1 - Data Analysis Report

Every student will analyze an assigned dataset: the analysis should be reported in a document of no more than 4,000 words where the results are commented and justified. This will be worth 70% of the final mark.

Each student is encouraged to come up with original project proposals which should be inspired by the material in the lectures.

A suggested structure (although not prescriptive) of the report could be:

  • Introduction and background to the idea under investigation, including related work if any.
  • Introduction to the dataset and basic/classic analysis.
  • Analisys report of the idea under investigation.
  • Discussion of limitation and possible other ideas.

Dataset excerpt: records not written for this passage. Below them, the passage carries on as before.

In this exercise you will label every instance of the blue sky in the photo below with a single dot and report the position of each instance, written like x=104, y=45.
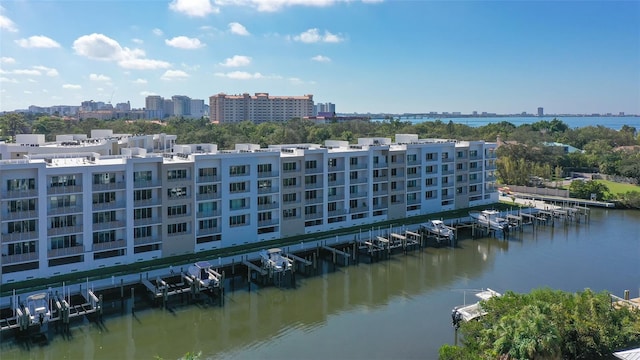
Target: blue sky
x=363, y=56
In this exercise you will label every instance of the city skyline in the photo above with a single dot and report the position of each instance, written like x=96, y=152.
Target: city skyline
x=366, y=56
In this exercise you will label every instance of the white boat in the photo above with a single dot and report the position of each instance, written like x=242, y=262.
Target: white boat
x=472, y=311
x=274, y=260
x=490, y=218
x=204, y=274
x=438, y=228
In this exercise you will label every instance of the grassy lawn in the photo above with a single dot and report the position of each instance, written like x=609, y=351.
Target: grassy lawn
x=618, y=188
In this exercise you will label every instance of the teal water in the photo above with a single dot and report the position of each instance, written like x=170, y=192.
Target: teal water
x=394, y=309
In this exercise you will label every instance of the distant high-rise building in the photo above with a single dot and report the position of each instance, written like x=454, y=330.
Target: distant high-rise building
x=225, y=108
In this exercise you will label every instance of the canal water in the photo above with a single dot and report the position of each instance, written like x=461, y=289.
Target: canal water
x=393, y=309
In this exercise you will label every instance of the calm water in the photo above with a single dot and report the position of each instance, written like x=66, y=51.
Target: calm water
x=394, y=309
x=613, y=122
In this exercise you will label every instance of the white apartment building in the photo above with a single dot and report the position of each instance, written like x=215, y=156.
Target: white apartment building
x=259, y=108
x=86, y=203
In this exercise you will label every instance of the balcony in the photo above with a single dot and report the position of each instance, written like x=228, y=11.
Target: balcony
x=209, y=213
x=267, y=174
x=109, y=225
x=208, y=178
x=15, y=194
x=109, y=205
x=21, y=215
x=64, y=230
x=73, y=250
x=109, y=245
x=110, y=186
x=18, y=258
x=65, y=210
x=64, y=189
x=268, y=222
x=269, y=206
x=146, y=240
x=147, y=221
x=146, y=184
x=209, y=231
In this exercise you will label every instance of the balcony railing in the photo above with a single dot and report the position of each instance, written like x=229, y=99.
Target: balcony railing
x=109, y=245
x=18, y=258
x=109, y=225
x=73, y=250
x=109, y=186
x=22, y=215
x=64, y=189
x=64, y=230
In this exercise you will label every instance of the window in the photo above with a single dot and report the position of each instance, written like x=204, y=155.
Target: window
x=237, y=187
x=63, y=180
x=145, y=194
x=289, y=213
x=106, y=178
x=177, y=192
x=100, y=237
x=104, y=217
x=177, y=228
x=310, y=179
x=311, y=194
x=208, y=224
x=21, y=226
x=289, y=182
x=237, y=220
x=177, y=210
x=237, y=204
x=142, y=176
x=289, y=197
x=142, y=232
x=22, y=205
x=264, y=168
x=177, y=174
x=103, y=198
x=63, y=242
x=208, y=172
x=62, y=221
x=21, y=184
x=237, y=170
x=289, y=166
x=144, y=213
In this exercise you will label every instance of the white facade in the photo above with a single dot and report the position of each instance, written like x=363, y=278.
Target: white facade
x=87, y=208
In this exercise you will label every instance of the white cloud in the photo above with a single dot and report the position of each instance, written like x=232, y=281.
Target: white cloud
x=99, y=77
x=7, y=24
x=4, y=79
x=275, y=5
x=238, y=29
x=47, y=70
x=237, y=61
x=37, y=41
x=183, y=42
x=26, y=72
x=7, y=60
x=101, y=47
x=321, y=58
x=240, y=75
x=174, y=75
x=194, y=8
x=314, y=36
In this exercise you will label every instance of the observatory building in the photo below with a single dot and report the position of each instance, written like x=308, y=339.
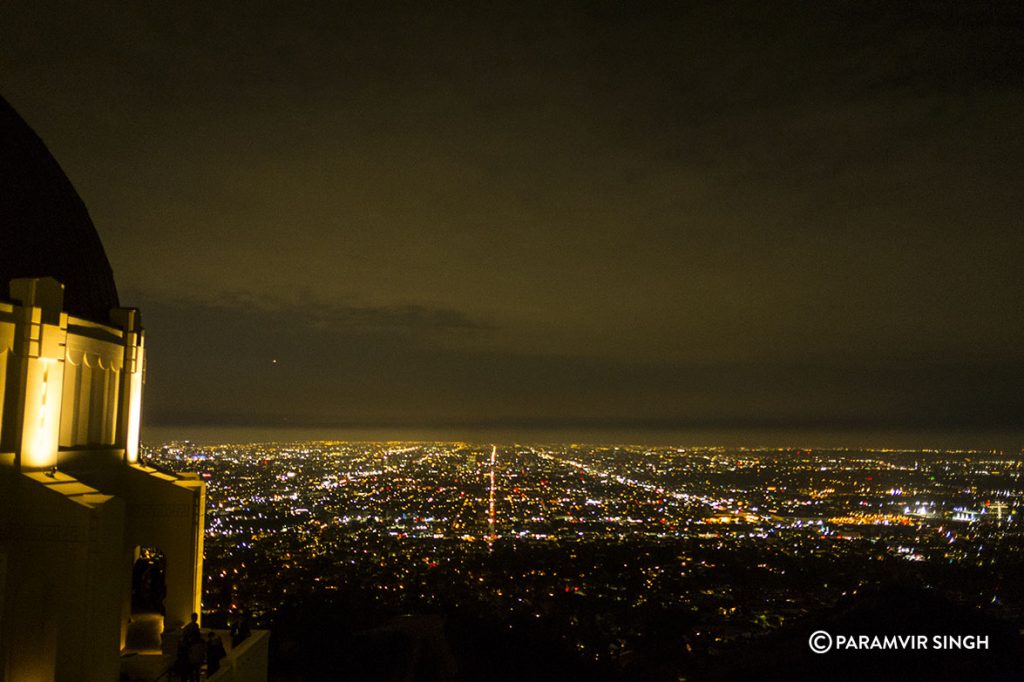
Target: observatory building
x=76, y=505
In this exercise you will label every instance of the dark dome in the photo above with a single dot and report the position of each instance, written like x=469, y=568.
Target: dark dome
x=45, y=229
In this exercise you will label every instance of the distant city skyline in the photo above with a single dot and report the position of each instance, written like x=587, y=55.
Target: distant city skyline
x=800, y=218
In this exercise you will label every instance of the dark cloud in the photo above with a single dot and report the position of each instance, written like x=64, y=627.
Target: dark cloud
x=792, y=213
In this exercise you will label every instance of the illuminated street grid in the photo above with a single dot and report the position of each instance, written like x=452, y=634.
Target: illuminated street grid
x=590, y=543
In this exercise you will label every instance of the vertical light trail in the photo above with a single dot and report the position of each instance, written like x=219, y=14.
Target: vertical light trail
x=491, y=517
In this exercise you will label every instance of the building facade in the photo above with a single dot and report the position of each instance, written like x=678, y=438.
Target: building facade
x=76, y=505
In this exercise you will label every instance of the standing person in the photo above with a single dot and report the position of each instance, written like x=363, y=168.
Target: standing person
x=189, y=655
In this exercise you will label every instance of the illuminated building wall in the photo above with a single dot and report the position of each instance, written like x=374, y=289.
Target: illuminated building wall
x=74, y=501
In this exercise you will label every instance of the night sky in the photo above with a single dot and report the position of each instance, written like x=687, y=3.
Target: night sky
x=732, y=216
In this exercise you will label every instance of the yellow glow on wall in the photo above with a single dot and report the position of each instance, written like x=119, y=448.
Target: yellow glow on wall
x=134, y=416
x=42, y=413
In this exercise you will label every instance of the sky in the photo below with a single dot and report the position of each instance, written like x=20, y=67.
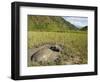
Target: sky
x=77, y=21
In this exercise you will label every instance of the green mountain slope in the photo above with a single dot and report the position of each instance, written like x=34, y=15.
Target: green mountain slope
x=49, y=23
x=84, y=28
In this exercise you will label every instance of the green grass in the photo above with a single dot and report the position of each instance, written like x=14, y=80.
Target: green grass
x=74, y=43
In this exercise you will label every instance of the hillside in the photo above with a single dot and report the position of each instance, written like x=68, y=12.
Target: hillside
x=49, y=23
x=84, y=28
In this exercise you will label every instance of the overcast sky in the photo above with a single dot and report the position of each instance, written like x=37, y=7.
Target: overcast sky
x=77, y=21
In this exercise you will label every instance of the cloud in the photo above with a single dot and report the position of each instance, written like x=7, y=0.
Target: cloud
x=77, y=21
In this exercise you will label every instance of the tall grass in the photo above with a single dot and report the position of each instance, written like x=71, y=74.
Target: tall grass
x=74, y=43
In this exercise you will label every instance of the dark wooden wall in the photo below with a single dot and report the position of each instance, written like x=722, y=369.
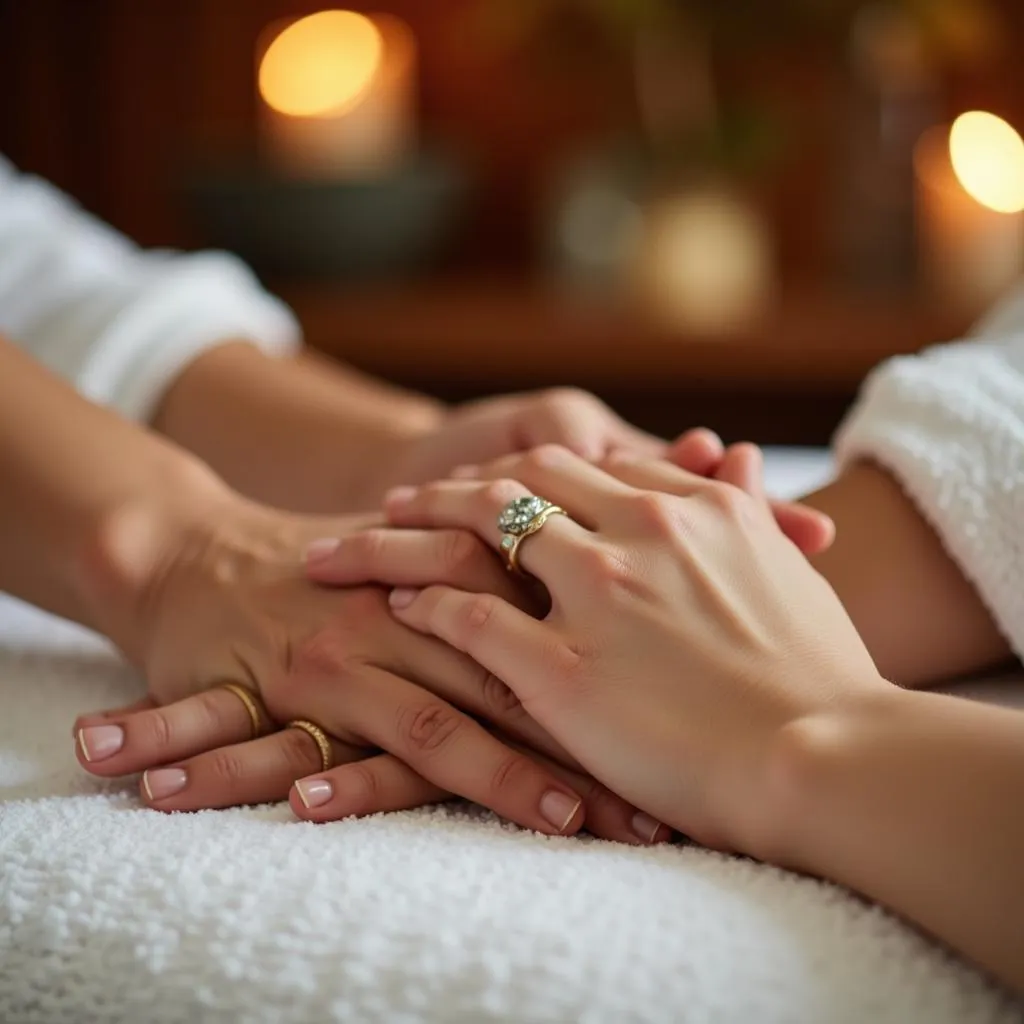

The marking will be distributed to these various components in the following manner:

  • Background and motivation reporting [10%]
  • Basic analysis [30%]
  • Analysis results report [50%]
  • Discussion of limitations and future work [10%]

The report should be submitted via Moodle.

Deadline for choice: 10th February 2017

Deadline for submission: 13th March 2017


Datasets will be assigned on first come first served basis. Multiple students might be assigned to the same dataset (or a portion of the same dataset).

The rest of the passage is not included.